Korkut gemide çalıştığı sırada, Portekizli gemici Raoul'un kedisi yüzünden gemidekilere kuduz bulaşmaması için Raoul ambara kapatılır. Gemi okyanusun ortasında bulunduğu ve aşı ulaştırılamadığı için Raoul'un öldürülmesine karar verilir. Bu görev Korkut'a aittir. Raoul'u öldürmek için ambara giden Korkut, Raoul'u öldürdüğü sırada güler. Bu zaman dilimi Korkut'un hatırlayamadığı zaman diliminin ta kendisidir. Raoul, ölmeden önce odasındaki resimlerinin ve yazdığı mektubun ailesine gönderilmesini ister.
Lerzan ve Korkut, bavulu aramaya kavulurlar. Geldikleri evde Sedat'ı karşılarında bulurlar. Sedat, annesiyle ilişki yaşadığı, kız kardeşinin aşık olduğu ve herşeyi üstlenerek hiçbir zaman sorumluluk almalarına izin vermediği için nefret ettiği Korkut'a silah çeker. Sahte pasaport alamaması için aracıyı ihbar ettiğini söyler. Korkut, bir boğuşmanın ardından bavulu bulur. Gitmek üzereyken Aslı tarafından vurulur.

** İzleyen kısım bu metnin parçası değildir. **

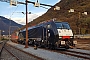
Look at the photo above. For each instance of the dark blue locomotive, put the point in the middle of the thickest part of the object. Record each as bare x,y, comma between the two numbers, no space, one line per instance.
49,34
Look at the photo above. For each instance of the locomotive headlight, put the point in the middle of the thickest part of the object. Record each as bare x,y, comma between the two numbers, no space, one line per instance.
74,42
42,41
62,42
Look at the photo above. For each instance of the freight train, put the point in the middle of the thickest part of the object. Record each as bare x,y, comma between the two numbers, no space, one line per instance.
51,34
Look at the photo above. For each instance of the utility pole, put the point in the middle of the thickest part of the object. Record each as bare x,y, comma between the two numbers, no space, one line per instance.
26,44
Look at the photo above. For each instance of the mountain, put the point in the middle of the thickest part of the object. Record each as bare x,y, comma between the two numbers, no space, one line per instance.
7,25
79,22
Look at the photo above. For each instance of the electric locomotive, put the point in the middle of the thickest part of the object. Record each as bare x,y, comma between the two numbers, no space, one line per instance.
49,34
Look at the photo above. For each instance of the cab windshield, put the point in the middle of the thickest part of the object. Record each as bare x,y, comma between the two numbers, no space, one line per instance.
62,26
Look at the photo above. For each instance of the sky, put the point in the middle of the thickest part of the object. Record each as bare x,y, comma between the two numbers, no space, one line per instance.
14,12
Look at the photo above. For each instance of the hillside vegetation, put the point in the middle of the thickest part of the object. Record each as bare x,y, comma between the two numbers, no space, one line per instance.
79,22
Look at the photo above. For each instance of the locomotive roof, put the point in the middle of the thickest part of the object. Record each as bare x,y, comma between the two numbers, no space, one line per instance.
44,23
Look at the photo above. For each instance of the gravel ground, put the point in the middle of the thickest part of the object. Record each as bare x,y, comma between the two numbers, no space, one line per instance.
21,55
83,44
47,55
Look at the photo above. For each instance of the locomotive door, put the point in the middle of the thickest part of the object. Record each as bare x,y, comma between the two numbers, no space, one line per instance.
47,33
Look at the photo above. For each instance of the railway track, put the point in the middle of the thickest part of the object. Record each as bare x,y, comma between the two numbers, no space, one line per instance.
17,54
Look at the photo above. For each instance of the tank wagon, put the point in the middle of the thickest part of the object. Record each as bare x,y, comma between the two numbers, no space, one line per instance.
49,34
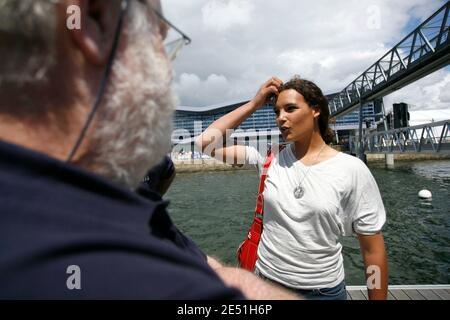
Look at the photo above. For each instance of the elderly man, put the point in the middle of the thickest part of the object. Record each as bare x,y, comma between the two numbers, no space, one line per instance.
85,111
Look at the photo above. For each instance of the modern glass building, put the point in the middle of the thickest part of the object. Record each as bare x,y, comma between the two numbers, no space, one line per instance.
193,120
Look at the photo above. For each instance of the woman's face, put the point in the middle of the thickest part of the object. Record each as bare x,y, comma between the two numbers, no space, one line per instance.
294,117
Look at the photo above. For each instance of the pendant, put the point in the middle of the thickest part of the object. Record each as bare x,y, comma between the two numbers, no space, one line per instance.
299,192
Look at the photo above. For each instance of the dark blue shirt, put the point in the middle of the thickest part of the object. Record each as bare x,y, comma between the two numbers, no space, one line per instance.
54,215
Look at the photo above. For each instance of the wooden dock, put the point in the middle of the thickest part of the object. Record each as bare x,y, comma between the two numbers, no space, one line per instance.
417,292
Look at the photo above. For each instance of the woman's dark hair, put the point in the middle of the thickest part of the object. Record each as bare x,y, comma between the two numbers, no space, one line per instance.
314,98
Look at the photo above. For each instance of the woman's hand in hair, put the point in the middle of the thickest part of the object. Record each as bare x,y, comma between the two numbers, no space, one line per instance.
270,87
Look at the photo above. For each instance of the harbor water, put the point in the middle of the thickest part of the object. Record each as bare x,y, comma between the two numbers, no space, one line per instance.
216,208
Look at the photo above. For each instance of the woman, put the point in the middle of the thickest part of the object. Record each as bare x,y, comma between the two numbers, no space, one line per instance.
313,195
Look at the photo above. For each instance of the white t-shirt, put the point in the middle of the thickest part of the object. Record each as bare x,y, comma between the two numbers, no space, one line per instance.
300,245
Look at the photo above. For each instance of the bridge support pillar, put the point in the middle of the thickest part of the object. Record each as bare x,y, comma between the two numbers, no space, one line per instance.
389,159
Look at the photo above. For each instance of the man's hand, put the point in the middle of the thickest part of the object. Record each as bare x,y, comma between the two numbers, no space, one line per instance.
376,267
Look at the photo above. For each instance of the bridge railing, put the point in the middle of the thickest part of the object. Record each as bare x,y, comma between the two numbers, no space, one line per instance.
432,137
419,53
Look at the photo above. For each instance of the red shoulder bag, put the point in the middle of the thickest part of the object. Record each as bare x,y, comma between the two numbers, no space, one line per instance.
247,253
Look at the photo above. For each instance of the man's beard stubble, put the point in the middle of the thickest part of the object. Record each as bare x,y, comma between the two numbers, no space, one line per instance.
134,124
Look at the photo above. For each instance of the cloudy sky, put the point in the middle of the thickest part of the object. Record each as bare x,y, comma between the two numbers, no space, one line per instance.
238,44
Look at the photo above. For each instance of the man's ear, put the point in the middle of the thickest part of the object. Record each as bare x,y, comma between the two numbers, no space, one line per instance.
98,22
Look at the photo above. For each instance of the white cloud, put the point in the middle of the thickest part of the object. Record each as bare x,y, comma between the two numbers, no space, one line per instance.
220,15
244,42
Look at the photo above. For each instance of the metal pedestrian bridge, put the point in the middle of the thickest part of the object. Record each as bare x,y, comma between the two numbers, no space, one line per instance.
428,138
423,51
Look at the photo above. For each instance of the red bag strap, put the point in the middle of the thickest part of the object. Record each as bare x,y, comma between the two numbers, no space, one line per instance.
259,210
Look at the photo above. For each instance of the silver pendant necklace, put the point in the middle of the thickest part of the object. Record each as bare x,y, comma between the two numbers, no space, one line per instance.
299,190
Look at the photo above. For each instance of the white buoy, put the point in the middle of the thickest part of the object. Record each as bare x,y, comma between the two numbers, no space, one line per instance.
425,194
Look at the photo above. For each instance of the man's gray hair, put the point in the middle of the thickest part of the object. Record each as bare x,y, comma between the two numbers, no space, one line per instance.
27,35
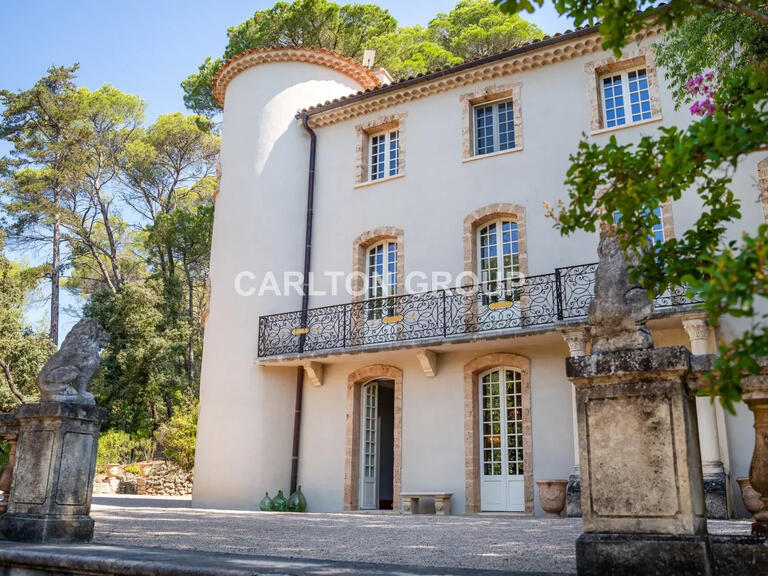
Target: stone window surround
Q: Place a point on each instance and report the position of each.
(355, 382)
(667, 220)
(360, 247)
(472, 480)
(762, 181)
(485, 214)
(633, 57)
(490, 93)
(364, 132)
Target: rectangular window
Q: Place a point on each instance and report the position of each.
(626, 98)
(657, 232)
(384, 158)
(494, 127)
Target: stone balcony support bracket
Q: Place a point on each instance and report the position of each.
(428, 361)
(314, 372)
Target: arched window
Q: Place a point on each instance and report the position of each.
(498, 259)
(381, 277)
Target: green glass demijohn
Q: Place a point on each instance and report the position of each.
(266, 503)
(279, 502)
(297, 502)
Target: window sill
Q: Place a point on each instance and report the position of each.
(625, 126)
(491, 154)
(379, 181)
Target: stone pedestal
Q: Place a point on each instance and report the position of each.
(639, 450)
(50, 497)
(640, 463)
(577, 339)
(715, 479)
(573, 496)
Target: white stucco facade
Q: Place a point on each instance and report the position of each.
(247, 402)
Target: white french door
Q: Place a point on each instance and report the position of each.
(381, 291)
(499, 269)
(501, 441)
(369, 446)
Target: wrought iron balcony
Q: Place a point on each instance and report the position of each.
(453, 314)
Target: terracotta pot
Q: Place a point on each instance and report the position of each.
(114, 470)
(552, 496)
(750, 496)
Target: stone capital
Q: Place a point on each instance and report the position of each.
(577, 339)
(697, 328)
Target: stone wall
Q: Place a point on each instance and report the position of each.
(164, 479)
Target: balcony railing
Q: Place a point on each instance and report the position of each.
(450, 314)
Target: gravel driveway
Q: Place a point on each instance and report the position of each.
(489, 542)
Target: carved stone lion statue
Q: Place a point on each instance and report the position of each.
(66, 375)
(620, 309)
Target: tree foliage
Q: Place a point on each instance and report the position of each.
(716, 63)
(39, 123)
(131, 206)
(474, 28)
(23, 350)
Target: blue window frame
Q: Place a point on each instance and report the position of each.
(384, 160)
(494, 127)
(626, 98)
(657, 232)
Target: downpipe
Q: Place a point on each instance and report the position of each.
(304, 299)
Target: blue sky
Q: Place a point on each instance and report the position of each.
(146, 47)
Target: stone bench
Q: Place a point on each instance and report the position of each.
(410, 502)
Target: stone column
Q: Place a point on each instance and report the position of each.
(576, 339)
(715, 485)
(9, 431)
(53, 478)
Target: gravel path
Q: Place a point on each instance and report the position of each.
(489, 542)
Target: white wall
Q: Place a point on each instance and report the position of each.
(246, 413)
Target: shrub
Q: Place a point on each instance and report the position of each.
(144, 449)
(177, 437)
(115, 447)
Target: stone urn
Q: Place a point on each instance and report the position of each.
(756, 398)
(552, 496)
(751, 497)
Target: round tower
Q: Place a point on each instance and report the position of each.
(245, 425)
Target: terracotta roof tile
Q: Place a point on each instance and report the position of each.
(255, 56)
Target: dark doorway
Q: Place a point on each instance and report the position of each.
(386, 413)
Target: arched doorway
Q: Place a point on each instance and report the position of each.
(377, 418)
(373, 453)
(502, 465)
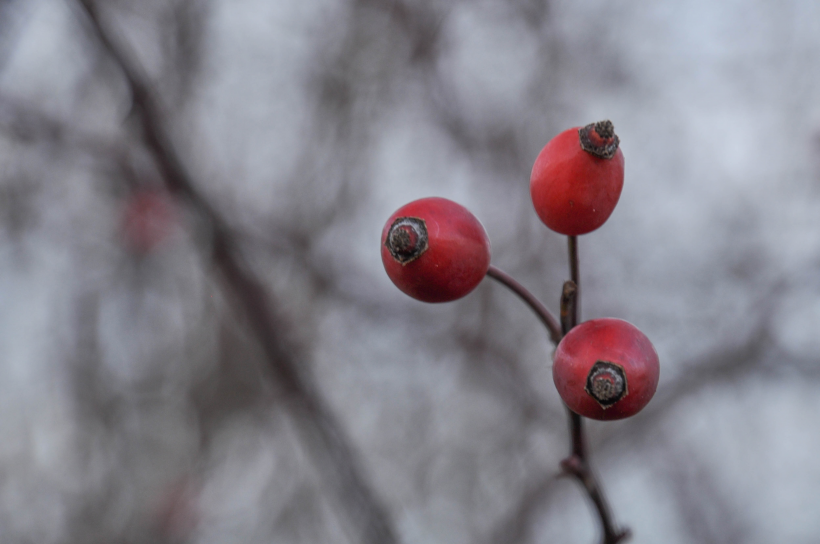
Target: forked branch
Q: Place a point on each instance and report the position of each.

Savcı, olaylar açıklığa kavuşunca hastahaneye gider. Komadaki Korkut ölür.

Comment / Yorum:

Yapımcılığını Trt'nin üstlendiği 1996 yapımı film, Mehmet Eroğlu'nun "Yarım Kalan Yürüyüş" adlı romanından sinemaya uyarlanmış. Senaryo karmaşık olmakla beraber zaman zaman sıkıcı, zaman zamansa sürükleyici bir hal alabiliyor. Korkut karakterinin ekseninde ilerleyen film, Korkut'un hayatındaki karakterlerin hikayeye girmesiyle; mevcut soruları cevaplamak yerine yeni soru işaretlerini filme ekliyor. Sorular ancak filmin son bölümünde net cevaplara kavuşuyor. Aslında Korkut'un tek amacının Raoul'u öldürürken gülüp gülmediğini öğrenmeye çalışıyor olması, bu kadar yoğun ve karmaşık ilerleyen bir film için oldukça basit ve hafif kalan bir amaç. Bu açıdan senaryoda tutarsızlıklar olduğu söylenebilir.

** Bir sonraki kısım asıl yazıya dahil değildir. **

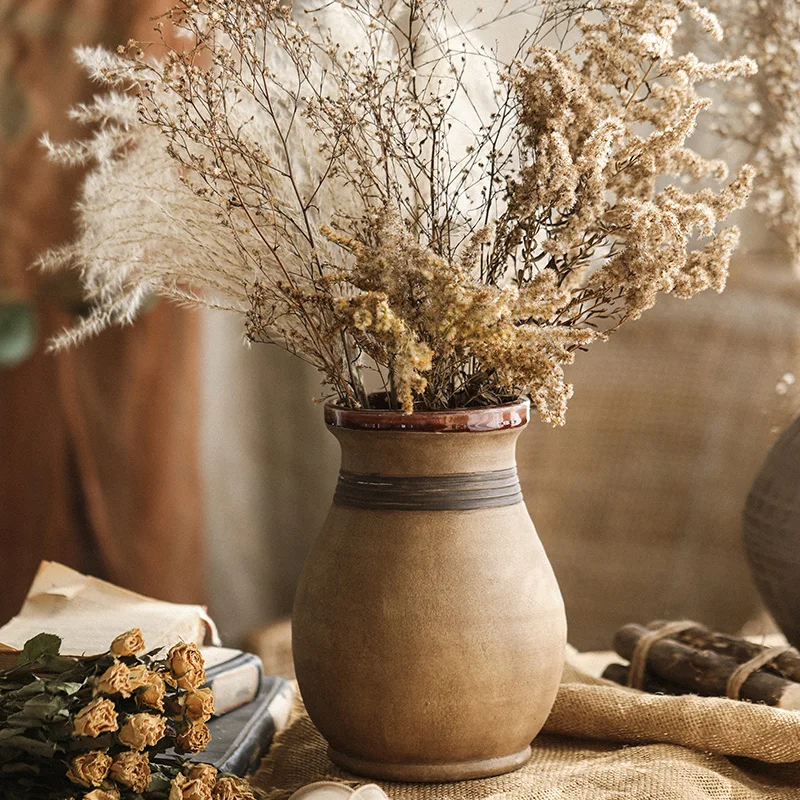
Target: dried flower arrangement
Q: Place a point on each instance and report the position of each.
(98, 727)
(379, 192)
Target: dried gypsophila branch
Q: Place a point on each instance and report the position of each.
(404, 198)
(764, 114)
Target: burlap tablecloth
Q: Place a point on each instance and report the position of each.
(601, 741)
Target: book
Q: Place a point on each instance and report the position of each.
(234, 677)
(88, 614)
(240, 737)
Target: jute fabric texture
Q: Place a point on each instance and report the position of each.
(601, 741)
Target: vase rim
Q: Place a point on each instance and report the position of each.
(450, 420)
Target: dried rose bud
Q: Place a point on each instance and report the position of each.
(203, 772)
(139, 676)
(128, 643)
(115, 680)
(132, 770)
(232, 789)
(102, 794)
(153, 693)
(98, 717)
(89, 769)
(142, 730)
(198, 705)
(186, 665)
(183, 788)
(192, 737)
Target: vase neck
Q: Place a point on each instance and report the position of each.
(414, 454)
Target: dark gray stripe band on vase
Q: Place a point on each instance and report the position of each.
(429, 492)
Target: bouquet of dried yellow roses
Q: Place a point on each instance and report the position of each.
(100, 727)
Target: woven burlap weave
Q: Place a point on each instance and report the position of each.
(601, 741)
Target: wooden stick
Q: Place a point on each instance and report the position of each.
(702, 638)
(705, 671)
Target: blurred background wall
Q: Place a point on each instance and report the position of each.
(170, 458)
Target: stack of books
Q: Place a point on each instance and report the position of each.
(249, 709)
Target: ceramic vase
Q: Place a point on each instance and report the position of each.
(772, 532)
(428, 628)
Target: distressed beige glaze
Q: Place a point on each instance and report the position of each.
(428, 644)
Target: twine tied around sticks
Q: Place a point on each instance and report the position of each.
(744, 671)
(638, 667)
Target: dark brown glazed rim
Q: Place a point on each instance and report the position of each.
(451, 420)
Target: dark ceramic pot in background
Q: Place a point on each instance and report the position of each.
(772, 532)
(428, 628)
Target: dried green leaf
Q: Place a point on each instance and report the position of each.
(33, 746)
(41, 645)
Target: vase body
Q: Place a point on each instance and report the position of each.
(428, 627)
(772, 532)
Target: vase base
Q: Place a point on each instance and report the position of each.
(413, 773)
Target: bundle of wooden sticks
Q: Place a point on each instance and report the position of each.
(688, 658)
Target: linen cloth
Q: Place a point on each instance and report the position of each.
(601, 741)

Başrolü Levent Ülgen'in oynadığı film, müthiş isimlerden oluşan bir oyuncu kadrosuna sahip. Zuhal Olcay filmdeki performansıyla 19. Siyad Türk Sineması Ödülleri'nde "En iyi kadın oyuncu" ödülü, Hümeyra ise 8. Ankara Film Festivali'nde "En iyi yardımcı kadın oyuncu" ödülü kazandı.
Sinema salonlarında sadece 5200 kişinin izlediği film, 8. Ankara Film Festivali'nde "Seçiciler Kurulu Özel Ödülü", 15. İstanbul Film Festivali'nde "En iyi film" ve "En iyi yönetmen" ödülü ve 19. Siyad Türk Sineması Ödülleri'nde "En iyi 5. film" ödülünü kazanmayı başardı.
Filmin koordinasyonunu Gül Muyan'la birlikte sağlayan; ünlü yönetmen Zeki Demirkubuz.
80. Adım, izlerken seyirciyi yoran, konsantre olarak izlenirse daha net kavranabilecek ve içine girilebilecek bir film. Farklı konusu ve zengin oyuncu kadrosu için seyredilebilecek bir yapım.